Last weekend, the New York Times cast a national spotlight on an emerging problem that many of us have watched unfold quietly in recent years. The Times reported on the recent "skyrocketing" of life insurance premiums demanded by many life insurance carriers and traced the roots of this problem to "a crisis moment for a business once considered a bedrock of financial stability and an industry that supports the retirement of millions."
That's bold talk… but it's a serious diagnosis with serious implications for you and your clients, especially seniors who are living on fixed incomes in their retirement years.
The background to this problem is surprisingly simple. As was reported last year by The Wall Street Journal, insurers sold millions of universal life (UL) policies to consumers in the 1980s and 1990s, a time when actuaries could not conceive that interest rates would remain below 8 percent for an extended period of time. Not only have we been living in a historically low interest rate environment for several years; few actuaries forecast a significant rise in rates anytime soon.
This is a problem for life insurance companies that sold those UL policies, many of which included a 4 percent guaranteed return on the cash value inside their policies. These insurers typically took their customers' premium dollars and invested them in bonds yielding 8 percent or more. Now those bonds are maturing and the cash must be reinvested, but due to the dramatic change in interest rates over the past 30 years, the same quality of bond instruments are now yielding just 2 percent or so. Uh oh.
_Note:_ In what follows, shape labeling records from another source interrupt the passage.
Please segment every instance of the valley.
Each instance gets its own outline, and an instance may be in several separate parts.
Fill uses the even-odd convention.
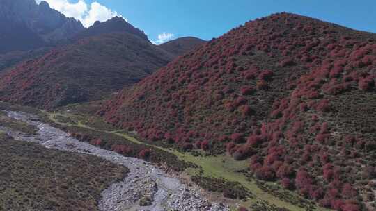
[[[74,1],[0,2],[0,211],[376,210],[367,18]]]

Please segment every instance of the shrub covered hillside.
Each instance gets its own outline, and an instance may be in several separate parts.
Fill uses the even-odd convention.
[[[54,49],[0,75],[0,99],[41,108],[100,99],[165,65],[173,56],[127,33]]]
[[[374,34],[273,15],[181,56],[100,114],[150,140],[251,158],[259,179],[359,210],[376,188],[375,57]]]

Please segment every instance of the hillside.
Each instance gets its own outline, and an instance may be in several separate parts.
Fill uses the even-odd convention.
[[[45,1],[3,0],[0,3],[0,53],[45,47],[72,37],[81,22],[49,8]]]
[[[187,37],[171,40],[159,45],[159,47],[175,56],[183,55],[206,42],[199,38]]]
[[[371,210],[375,77],[376,35],[281,13],[180,57],[99,113],[157,143],[250,158],[254,177],[323,207]]]
[[[96,22],[93,26],[79,33],[73,38],[79,40],[84,37],[110,33],[127,33],[134,35],[145,41],[150,42],[143,31],[134,27],[123,18],[120,17],[114,17],[112,19],[102,23]]]
[[[79,40],[0,76],[0,99],[51,109],[101,99],[132,85],[173,56],[132,34]]]

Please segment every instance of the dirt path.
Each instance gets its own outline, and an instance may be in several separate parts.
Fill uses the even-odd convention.
[[[6,113],[11,118],[36,126],[39,129],[36,135],[26,135],[0,127],[0,130],[14,139],[39,143],[47,148],[94,155],[130,169],[123,181],[114,183],[103,191],[99,203],[100,210],[229,210],[227,206],[221,204],[210,205],[199,194],[198,189],[187,186],[143,160],[124,157],[81,142],[68,133],[40,122],[31,115],[13,111],[6,111]]]

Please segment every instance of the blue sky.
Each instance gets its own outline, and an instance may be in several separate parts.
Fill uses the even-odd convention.
[[[48,1],[50,5],[53,1],[80,1],[88,5],[88,10],[97,1],[143,30],[150,40],[158,42],[158,35],[165,33],[160,36],[161,42],[185,36],[210,40],[249,20],[283,11],[376,33],[376,0]]]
As a result, many life insurance companies are under financial stress and their earnings are being squeezed. But as reported by The Times, some insurers have "undertaken various financial maneuvers to pay dividends to their shareholders despite their low earnings" – so something has to give, right?
Sadly, that something has increasingly become the premiums charged by insurers on the policies they sold to those consumers back in the 1980s and 1990s. People who bought those UL policies are now seeing their premiums soar by anywhere from "the mid-single digits to above 200 [percent] in some instances," according to the Wall Street Journal.
As I wrote in LifeHealthPro earlier this year, these sudden increases in premiums are a brutal blow to seniors who live on fixed incomes and risk undermining the credibility of the life insurance industry with American consumers. In the past, it was just understood that the premiums illustrated at the time the policy is sold would prevail while the policy is in force.
This basic promise to consumers allowed them to have confidence in the integrity of the product they were purchasing. Instead, the recent premium hikes announced by life insurance carriers are a shock to senior policy owners, some of whom can no longer afford the increase in premiums.